Last Night in Soho – Horrorfilm von Edgar Wright kommt doch erst 2021

So langsam lüftet sich der Schleier um Last Night in Soho, den neuen Film von Regisseur Edgar Wright, der Kinogänger eigentlich schon 2020 auf einen Horrortrip in den gleichnamigen Londoner Stadtteil entführen sollte. Wegen der veränderten Umstände verschiebt sich der Start des Films, wie Wright via Twitter bestätigt, allerdings auf das nächste Jahr – den 23. April 2021, um genau zu sein. Bekannt wurde der Filmemacher durch seine gefeierte Cornetto-Trilogie, der Shaun of the Dead, Hot Fuzz und The World’s End angehören. Seinen bislang größten Kinoerfolg feierte er 2017 mit dem durchgestylten Action-Thriller Baby Driver. Auf diesen lässt Edgar Wright jetzt etwas noch Dunkleres folgen – einen waschechten Horrorfilm, der sich irgendwo zwischen Wenn die Gondeln Trauer tragen (Don’t Look Now) und Ekel (Repulsion) einordnen und während der Swinging Sixties in London spielen soll. Allerdings nur zum Teil, denn die andere Hälfte des Films ist in der Gegenwart angesiedelt. Den Spagat zwischen den Zeitebenen will Wright über seine beiden Hauptcharaktere, die von Anya Taylor-Joy (The Witch, Das Morgan Projekt, Glass) und Thomasin Harcourt McKenzie (Jojo Rabbit, Leave No Trace) gespielten Sandy und Eloise herstellen.
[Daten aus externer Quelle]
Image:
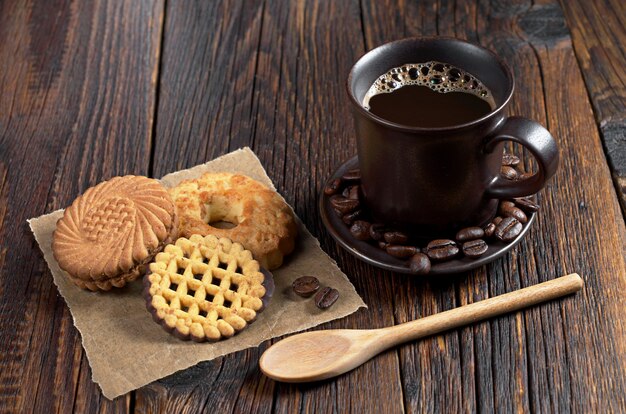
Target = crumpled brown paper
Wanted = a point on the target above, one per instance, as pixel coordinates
(127, 350)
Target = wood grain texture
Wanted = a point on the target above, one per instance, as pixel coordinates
(338, 351)
(95, 89)
(599, 37)
(266, 75)
(77, 82)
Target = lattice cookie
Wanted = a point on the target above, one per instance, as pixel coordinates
(206, 288)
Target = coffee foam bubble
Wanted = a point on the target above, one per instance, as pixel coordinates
(438, 76)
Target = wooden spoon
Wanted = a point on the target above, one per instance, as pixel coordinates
(318, 355)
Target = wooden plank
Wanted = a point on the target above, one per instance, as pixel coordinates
(532, 360)
(77, 81)
(599, 37)
(268, 75)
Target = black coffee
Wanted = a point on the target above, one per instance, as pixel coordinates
(428, 95)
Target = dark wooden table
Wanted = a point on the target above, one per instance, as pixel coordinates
(94, 89)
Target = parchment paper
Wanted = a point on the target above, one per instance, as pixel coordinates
(127, 350)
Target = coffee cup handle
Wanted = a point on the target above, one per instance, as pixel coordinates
(539, 142)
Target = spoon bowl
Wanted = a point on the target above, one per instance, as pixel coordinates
(318, 355)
Letztere ist verrückt nach allem, was mit den Sechzigern zu tun hat, verrät Wright, und baut auf diese Weise eine Verbindung zu der in dieser Zeit lebenden Sandy (Taylor-Joy) auf. „Diese Art von Nostalgie teile ich mir mit meiner Hauptfigur, denn auch ich begeistere mich für eine Zeit, in der ich gar nicht gelebt habe“, erklärt Wright gegenüber Empire. „Sie malt sich aus, wie das Leben damals wohl gewesen ist. Die Realität ist aber ganz anders, als sie erwartet hätte. Die Geschichte geht also in Richtung: ‚Sei vorsichtig, was du dir wünschst'“.
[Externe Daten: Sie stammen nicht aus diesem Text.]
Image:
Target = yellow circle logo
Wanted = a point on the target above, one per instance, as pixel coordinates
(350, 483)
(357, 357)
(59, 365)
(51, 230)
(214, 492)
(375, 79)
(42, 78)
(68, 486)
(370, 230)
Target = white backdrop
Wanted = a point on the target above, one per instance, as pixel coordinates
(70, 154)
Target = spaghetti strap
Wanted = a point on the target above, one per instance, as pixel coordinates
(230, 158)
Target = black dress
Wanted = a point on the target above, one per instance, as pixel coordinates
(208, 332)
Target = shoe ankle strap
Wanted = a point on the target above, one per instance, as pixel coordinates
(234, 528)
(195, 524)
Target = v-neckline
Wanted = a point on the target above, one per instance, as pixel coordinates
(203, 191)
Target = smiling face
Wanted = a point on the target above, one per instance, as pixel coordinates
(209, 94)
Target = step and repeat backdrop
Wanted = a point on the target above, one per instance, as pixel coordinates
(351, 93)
Edgar Wright am Filmset von „Last Night in Soho“. ©Film4, Focus Features

Im Gegensatz zu Shaun of the Dead kommt Last Night in Soho ganz ohne den für Edgar Wright typischen komödiantischen Unterton daher. Der Zombiefilm und die anderen beiden Teile seiner sogenannten Cornetto-Trilogie, Hot Fuzz und The World’s End, machten den Briten weltberühmt. Seinen bislang größten Erfolg hatte er 2017 aber mit dem durchgestylten Action-Thriller Baby Driver, auf den jetzt ein waschechter Horrorfilm folgt. Neben Anya Taylor-Joy (The Witch, Das Morgan Projekt, Glass) und Thomasin Harcourt McKenzie (Leave No Trace) spielt auch Matt Smith (The Crown, Patient Zero, Doctor Who) in dem „psychologischen Horrortrip in der Tradition von Wenn die Gondeln Trauer tragen und Ekel (Repulsion)“ mit.